Standard Ethernet was designed for bursty web traffic, not the sustained, latency-sensitive all-to-all communication of GPU training. Spectrum-X adds hardware-level adaptive routing, lossless fabric, SHARP in-network compute, and ultra-low latency to deliver InfiniBand-class performance over familiar Ethernet infrastructure.

Platform Components
Three pillars work together to make Spectrum-X perform.
🔀

Spectrum-4 Switch ASIC

The heart of the fabric — 51.2 Tbps, 128 × 400GbE or 64 × 800GbE ports, hardware adaptive routing, SHARP compute, and built-in telemetry.

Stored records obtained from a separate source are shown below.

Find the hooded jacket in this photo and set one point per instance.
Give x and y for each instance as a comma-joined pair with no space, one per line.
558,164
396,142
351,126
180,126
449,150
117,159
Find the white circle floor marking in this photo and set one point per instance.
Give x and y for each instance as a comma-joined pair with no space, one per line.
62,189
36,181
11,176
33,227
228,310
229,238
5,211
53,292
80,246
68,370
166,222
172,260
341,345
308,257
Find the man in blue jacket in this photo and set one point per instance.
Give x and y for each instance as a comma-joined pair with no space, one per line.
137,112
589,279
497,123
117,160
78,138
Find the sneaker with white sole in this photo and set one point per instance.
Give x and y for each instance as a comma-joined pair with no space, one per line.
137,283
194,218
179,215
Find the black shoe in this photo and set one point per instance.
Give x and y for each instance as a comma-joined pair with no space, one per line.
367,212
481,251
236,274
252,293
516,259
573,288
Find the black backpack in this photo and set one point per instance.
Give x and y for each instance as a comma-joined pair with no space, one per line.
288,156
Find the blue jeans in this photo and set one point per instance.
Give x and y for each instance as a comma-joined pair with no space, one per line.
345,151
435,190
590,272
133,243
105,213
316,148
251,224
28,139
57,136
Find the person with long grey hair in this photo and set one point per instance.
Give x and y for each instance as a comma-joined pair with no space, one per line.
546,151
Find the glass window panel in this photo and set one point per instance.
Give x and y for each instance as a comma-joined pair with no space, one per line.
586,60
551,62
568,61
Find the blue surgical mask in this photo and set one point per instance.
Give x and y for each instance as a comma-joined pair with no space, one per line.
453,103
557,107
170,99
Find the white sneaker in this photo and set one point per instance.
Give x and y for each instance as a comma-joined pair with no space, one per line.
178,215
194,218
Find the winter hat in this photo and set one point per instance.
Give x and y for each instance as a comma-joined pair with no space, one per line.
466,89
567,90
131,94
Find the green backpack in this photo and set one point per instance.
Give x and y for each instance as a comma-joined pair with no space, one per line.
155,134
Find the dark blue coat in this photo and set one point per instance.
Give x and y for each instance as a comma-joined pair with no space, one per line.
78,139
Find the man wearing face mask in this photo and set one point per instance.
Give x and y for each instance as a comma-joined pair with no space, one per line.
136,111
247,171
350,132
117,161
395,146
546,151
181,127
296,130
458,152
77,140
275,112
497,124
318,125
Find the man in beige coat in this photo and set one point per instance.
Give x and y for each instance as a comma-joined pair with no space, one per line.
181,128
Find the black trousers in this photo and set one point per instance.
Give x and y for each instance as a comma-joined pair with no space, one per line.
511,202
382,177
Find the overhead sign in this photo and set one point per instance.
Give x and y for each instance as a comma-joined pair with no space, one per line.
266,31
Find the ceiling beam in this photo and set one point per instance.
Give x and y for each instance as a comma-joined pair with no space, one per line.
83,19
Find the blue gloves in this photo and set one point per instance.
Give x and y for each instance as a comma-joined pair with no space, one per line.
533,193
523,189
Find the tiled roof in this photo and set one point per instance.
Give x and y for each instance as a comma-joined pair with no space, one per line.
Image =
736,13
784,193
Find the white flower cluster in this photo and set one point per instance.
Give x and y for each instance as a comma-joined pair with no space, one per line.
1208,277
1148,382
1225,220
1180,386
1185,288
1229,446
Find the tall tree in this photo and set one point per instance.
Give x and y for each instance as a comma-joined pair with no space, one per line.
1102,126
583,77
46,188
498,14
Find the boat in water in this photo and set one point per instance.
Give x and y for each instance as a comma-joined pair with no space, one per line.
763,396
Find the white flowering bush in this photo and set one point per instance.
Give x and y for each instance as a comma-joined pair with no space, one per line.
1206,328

  • Cut-through forwarding
  • Lossless fabric support (PFC + ECN)
  • Hardware-based Adaptive Routing
  • In-network SHARP AllReduce
  • INT (In-band Network Telemetry)
🧩

BlueField-3 SuperNIC

Not just a NIC — a SmartNIC with Arm cores optimized for RoCEv2 offload, GPUDirect RDMA, and ASAP² traffic acceleration.

  • 400GbE connectivity (2 × 200GbE)
  • Hardware RoCEv2 transport offload
  • GPUDirect RDMA support
  • ASAP² datapath acceleration
  • ConnectX-7 network controller
🛠️

NVIDIA AI Networking Software

MLNX-OS switch firmware, UFM (Unified Fabric Manager), NCCL plugins, SHARP daemons, and monitoring via NVIDIA DCGM and NetQ.

  • UFM: topology + monitoring
  • NCCL plugin for RoCEv2
  • SHARP daemon on switches
  • DCGM for GPU-network co-monitoring
  • NetQ for fabric telemetry

The Spectrum-X Value Proposition

What Spectrum-X Adds to Ethernet

Lossless fabric: PFC + ECN eliminate the retransmissions that cripple RoCEv2 performance on standard Ethernet.
Hardware Adaptive Routing: Per-packet load balancing at line rate — no external SM required.
SHARP AllReduce: In-network gradient aggregation offloads the most communication-heavy GPU training operation.
GPUDirect RDMA: GPU memory to GPU memory across the fabric with zero CPU involvement.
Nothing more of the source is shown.